These televangelists are getting away with something that we all know, in our bones, is completely wrong. Our Torah, which their beliefs are supposedly eventually based upon, outrightly forbids it. Perhaps that is why we don’t see Jewish televangelists — or perhaps it’s just a numbers game. Regardless, this is yet one more example of a religious leader and supposed prophet turning faith into poison.
But let’s look more into verse 20, in chapter 17. It reads “Thus he will not act haughtily toward his fellows or deviate from the Instruction to the right or to the left…” Act haughtily. Act.
Studies show that behavior can influence thought and attitude just as thought and attitude can influence behavior. I could delve deeply into the studies, but talking about scandals draws people in more, mostly because we’re opportunistic. Regardless, one study showed that the mere act of exercising influenced people to eat better. Another showed that after people shopped at a store which specializes in organic and sustainable foods, they were measurably ruder to others as they felt they had already done their good deed for the day.
Behavior influences action.
Study influences thought.
Thought, when lead by ethics, leads to decisions. This is the core of a good leader.
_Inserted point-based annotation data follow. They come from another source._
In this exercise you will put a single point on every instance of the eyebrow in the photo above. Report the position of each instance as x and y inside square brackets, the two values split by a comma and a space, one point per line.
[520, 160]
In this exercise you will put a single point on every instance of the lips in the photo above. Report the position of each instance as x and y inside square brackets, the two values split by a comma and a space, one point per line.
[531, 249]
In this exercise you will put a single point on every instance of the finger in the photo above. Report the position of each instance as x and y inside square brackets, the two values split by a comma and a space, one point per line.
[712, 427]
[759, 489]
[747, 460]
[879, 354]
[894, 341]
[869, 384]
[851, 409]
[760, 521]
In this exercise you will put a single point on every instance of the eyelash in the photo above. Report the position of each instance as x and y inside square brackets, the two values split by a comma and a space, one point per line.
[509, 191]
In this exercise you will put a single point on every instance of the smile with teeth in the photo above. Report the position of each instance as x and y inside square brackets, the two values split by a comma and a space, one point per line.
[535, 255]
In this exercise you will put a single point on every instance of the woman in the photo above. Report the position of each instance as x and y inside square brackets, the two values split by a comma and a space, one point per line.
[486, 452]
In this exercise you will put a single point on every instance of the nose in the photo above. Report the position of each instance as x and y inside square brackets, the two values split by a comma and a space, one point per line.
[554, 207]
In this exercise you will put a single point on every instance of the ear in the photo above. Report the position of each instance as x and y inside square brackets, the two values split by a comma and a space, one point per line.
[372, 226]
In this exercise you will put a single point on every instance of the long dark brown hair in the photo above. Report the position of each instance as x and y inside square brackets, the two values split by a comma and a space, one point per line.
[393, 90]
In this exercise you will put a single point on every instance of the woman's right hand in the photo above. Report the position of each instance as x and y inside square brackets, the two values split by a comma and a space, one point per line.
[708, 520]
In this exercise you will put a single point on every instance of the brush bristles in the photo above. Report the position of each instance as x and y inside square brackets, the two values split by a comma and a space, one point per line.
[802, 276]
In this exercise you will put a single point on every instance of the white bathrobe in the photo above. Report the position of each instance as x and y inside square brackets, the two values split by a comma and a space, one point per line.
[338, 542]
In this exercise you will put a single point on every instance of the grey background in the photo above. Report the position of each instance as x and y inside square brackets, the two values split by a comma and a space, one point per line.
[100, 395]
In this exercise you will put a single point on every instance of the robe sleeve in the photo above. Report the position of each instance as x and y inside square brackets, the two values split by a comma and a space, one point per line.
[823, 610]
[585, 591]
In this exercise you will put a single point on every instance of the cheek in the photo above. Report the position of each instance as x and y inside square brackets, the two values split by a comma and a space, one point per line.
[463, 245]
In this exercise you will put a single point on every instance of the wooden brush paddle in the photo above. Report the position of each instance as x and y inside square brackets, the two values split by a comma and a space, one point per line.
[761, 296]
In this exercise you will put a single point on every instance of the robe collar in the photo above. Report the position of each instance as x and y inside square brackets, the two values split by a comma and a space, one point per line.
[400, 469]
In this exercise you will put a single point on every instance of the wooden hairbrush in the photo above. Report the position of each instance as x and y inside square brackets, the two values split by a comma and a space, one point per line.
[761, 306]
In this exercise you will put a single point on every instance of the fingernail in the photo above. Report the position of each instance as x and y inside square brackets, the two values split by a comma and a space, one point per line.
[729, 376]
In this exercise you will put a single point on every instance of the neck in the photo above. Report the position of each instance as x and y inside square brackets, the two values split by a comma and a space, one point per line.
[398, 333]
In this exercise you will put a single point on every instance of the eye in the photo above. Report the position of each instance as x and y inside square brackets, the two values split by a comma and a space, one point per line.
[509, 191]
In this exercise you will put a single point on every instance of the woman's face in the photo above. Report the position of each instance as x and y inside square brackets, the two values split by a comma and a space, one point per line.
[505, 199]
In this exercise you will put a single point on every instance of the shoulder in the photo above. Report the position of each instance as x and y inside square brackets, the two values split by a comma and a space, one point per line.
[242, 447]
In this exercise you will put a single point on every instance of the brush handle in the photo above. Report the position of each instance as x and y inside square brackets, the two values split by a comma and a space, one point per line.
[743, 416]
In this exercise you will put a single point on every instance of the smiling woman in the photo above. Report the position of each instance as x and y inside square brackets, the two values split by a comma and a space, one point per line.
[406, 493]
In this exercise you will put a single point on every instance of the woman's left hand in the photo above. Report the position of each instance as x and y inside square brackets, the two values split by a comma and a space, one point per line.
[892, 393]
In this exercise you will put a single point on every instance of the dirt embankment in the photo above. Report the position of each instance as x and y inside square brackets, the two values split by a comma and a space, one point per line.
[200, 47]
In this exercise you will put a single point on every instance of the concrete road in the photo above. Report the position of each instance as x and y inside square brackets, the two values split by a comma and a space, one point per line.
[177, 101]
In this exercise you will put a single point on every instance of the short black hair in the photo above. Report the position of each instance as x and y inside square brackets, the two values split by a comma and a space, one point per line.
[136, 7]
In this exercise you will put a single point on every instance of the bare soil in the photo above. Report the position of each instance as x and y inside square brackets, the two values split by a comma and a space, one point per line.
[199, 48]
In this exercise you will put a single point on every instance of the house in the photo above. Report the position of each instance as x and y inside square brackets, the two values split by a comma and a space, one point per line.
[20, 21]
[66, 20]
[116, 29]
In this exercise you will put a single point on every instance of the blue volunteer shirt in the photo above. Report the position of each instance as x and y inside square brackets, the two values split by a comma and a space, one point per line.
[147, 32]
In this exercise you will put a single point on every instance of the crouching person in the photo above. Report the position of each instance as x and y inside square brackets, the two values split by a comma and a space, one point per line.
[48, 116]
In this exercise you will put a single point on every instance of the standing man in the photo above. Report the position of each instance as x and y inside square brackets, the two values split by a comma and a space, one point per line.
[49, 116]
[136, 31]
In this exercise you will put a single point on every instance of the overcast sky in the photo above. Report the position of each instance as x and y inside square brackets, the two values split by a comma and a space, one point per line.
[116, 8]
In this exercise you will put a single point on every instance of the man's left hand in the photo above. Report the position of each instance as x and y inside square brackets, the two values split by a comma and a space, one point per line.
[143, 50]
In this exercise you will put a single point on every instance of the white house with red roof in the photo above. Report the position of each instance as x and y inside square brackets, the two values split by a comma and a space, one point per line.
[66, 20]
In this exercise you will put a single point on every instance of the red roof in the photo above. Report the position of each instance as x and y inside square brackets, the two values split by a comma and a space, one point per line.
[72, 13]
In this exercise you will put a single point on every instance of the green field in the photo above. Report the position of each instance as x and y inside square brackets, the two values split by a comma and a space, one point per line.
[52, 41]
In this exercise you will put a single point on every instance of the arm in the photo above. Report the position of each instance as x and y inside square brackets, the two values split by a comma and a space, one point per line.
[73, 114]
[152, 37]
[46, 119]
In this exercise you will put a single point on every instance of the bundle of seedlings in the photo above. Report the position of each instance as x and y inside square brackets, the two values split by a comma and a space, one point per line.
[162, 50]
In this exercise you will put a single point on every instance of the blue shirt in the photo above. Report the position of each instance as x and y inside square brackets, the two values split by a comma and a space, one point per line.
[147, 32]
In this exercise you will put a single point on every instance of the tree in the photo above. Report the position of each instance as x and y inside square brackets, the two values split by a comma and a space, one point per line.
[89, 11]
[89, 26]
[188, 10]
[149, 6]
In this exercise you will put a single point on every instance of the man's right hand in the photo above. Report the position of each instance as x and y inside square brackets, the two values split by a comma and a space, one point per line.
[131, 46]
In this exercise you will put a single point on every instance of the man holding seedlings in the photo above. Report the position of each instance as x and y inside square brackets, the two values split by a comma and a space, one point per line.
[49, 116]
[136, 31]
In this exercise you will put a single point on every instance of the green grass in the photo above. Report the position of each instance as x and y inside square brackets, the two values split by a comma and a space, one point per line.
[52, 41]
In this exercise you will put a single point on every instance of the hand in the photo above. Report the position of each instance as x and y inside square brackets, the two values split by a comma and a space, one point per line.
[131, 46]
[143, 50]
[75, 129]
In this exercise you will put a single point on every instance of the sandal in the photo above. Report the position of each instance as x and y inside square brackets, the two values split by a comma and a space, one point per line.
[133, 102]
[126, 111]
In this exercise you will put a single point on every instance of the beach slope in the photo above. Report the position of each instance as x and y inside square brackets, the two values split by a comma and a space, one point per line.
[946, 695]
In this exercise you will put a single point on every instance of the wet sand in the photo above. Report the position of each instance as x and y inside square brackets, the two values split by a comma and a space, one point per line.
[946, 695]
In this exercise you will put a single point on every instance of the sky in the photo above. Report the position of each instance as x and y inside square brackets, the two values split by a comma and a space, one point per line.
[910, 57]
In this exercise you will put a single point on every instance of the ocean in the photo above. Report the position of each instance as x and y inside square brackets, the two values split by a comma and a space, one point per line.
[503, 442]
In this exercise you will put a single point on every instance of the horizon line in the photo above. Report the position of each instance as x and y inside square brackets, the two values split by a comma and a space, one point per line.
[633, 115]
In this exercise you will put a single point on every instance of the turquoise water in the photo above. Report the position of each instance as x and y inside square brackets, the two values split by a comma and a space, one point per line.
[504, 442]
I participated in a workshop dedicated to strengthening our strengths and reducing our weaknesses, to eventually be able to delegate our weaknesses to others on the team who specialize in what we don’t. It’s a brilliant idea, and you can build it easily into the very first line in Shoftim.
What we need for our leaders, whether it’s the President of the US, the Prime Minister of Israel, the CEO of WalMart, the owner of Bangkok Cafe on Speedway and Tucson Boulevard, or any person who has someone look up to them is these three things: acts of humility, willingness to learn, and the proper implementation and delegation of their actions. In other words, they must live it to give it.
My prayer is that we can take what is prescribed for the kings we choose among ourselves and bring it into our own lives. That when our attitudes sink, we act until they rise again. That we study so as to better learn. That we administer so as to relieve our burden. I pray that, whatever each of us wants in our heart, we live it to give it. Shabbat shalom.